As one example, the processor 2180 in fig. 21 may be used to implement the question-answering client 110 functions discussed previously.
It will be appreciated by those of ordinary skill in the art that implementing all or part of the steps of the above method embodiments may be implemented by hardware associated with program instructions, and that the above computer program may be stored in a computer readable storage medium, which when executed, performs the steps comprising the above method embodiments, where the above storage medium includes various media that may store program code, such as a removable storage device, a Read-Only Memory (ROM), a random access Memory (RAM, random Access Memory), a magnetic disk, or an optical disk.
Or if implemented in the form of software functional modules and sold or used as a stand-alone product, the integrated units described above may also be stored in a computer-readable storage medium. Based on such understanding, the technical solution of the embodiments of the present invention may be embodied in essence or a part contributing to the prior art in the form of a software product stored in a storage medium, including several instructions for causing a computer device (which may be a personal computer, a server, or a network device, etc.) to execute all or part of the above-mentioned methods of the embodiments of the present invention. The storage medium includes various media capable of storing program codes such as a removable storage device, a ROM, a RAM, a magnetic disk or an optical disk.
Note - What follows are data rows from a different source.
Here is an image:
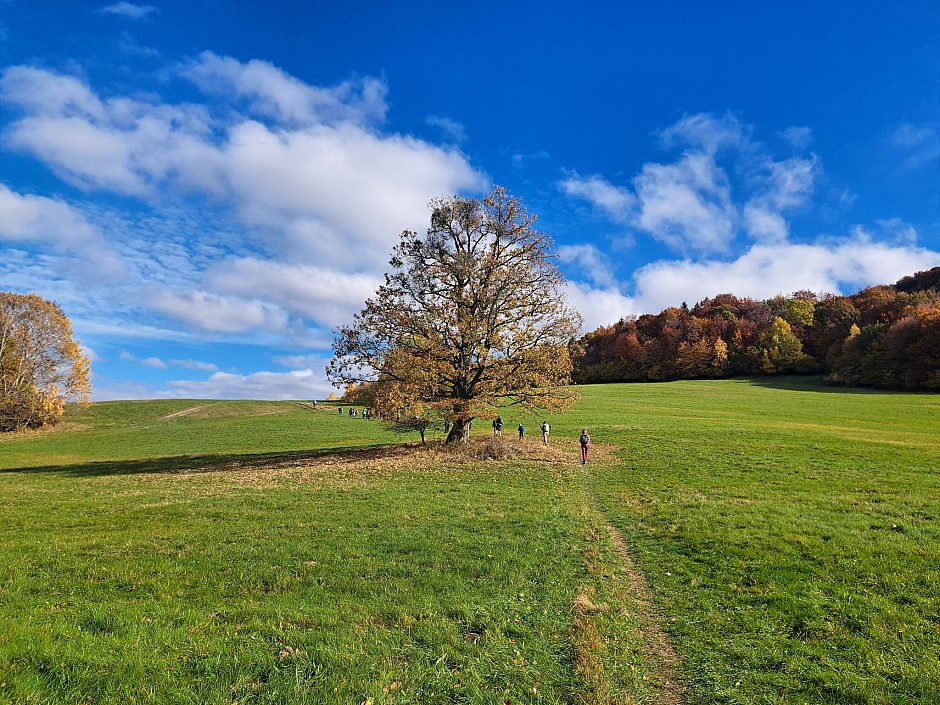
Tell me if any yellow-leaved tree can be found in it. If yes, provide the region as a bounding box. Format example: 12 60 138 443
0 292 91 431
327 188 581 443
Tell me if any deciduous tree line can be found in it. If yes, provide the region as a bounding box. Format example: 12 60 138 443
573 267 940 389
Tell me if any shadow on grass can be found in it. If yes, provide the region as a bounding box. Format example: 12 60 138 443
0 445 409 477
744 375 916 394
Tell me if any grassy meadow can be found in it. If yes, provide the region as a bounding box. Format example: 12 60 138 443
0 378 940 705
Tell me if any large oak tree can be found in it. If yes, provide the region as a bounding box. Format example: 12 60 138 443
0 292 91 431
327 188 581 442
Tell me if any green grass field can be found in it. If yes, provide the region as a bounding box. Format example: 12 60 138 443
0 378 940 705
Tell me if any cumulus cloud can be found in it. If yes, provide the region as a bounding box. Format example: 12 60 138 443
160 369 335 401
0 184 125 277
890 122 940 167
118 350 167 370
98 0 160 20
426 115 467 142
561 174 636 222
182 52 388 127
207 258 381 326
0 52 488 358
564 281 644 332
561 114 819 256
152 291 287 333
634 239 940 313
558 245 616 287
170 360 219 372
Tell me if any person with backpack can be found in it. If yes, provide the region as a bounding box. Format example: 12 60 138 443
579 428 591 465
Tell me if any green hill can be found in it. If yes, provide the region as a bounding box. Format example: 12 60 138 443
0 378 940 705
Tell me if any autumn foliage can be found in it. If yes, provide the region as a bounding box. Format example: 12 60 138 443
0 292 91 431
574 267 940 389
327 188 581 442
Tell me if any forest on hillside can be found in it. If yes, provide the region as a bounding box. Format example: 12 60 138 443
573 267 940 390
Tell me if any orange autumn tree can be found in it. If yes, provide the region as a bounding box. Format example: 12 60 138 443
327 188 581 443
0 292 91 431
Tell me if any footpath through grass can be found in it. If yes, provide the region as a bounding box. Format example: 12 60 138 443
0 379 940 705
0 402 657 705
571 378 940 705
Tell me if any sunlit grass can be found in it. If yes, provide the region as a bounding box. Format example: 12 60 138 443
0 378 940 705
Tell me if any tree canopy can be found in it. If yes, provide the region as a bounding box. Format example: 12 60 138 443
327 188 581 442
0 292 91 431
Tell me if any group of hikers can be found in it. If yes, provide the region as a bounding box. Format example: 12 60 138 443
326 402 591 465
336 404 371 419
493 415 591 465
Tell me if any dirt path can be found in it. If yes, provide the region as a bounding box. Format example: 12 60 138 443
157 402 218 421
607 522 685 705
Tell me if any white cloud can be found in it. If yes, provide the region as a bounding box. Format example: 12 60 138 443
170 360 219 372
635 239 940 313
561 114 820 256
159 369 334 401
659 113 752 156
634 153 737 252
780 125 813 149
183 52 388 127
557 245 617 287
561 174 636 223
0 184 125 278
890 122 940 167
565 281 643 332
0 53 488 354
152 291 287 333
207 258 382 326
98 0 160 20
425 115 467 142
118 350 167 370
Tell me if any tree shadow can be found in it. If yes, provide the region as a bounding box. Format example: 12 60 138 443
0 445 407 477
742 375 916 395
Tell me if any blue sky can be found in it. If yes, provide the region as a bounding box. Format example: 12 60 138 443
0 0 940 400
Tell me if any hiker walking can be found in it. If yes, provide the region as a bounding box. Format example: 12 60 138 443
578 428 591 465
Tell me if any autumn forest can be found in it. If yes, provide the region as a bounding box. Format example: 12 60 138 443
573 267 940 390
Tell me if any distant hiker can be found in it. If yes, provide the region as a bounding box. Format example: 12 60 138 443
579 428 591 465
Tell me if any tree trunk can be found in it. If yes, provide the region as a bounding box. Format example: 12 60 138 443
446 419 473 445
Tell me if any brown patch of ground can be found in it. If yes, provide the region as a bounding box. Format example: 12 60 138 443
607 523 685 705
157 404 210 421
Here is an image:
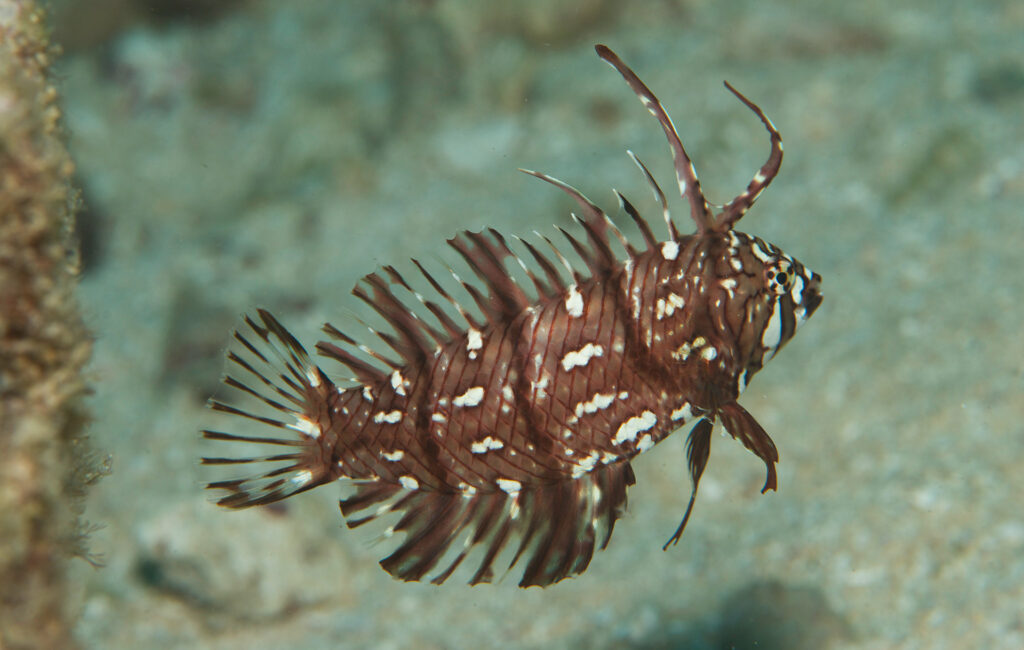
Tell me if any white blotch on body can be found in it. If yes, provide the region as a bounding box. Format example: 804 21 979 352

Based on the same technical idea, an embodiment of the present application also provides a computer-readable storage medium storing computer instructions that, when executed on a computer, cause the computer to perform the question extension method as previously discussed.
It will be appreciated by those skilled in the art that embodiments of the present application may be provided as a method, system, or computer program product. Accordingly, the present application may take the form of an entirely hardware embodiment, an entirely software embodiment or an embodiment combining software and hardware aspects. Furthermore, the present application may take the form of a computer program product embodied on one or more computer-usable storage media (including, but not limited to, disk storage, CD-ROM, optical storage, and the like) having computer-usable program code embodied therein.
It will be apparent to those skilled in the art that various modifications and variations can be made to the present application without departing from the spirit or scope of the application. Thus, it is intended that the present application also include such modifications and alterations insofar as they come within the scope of the appended claims or the equivalents thereof.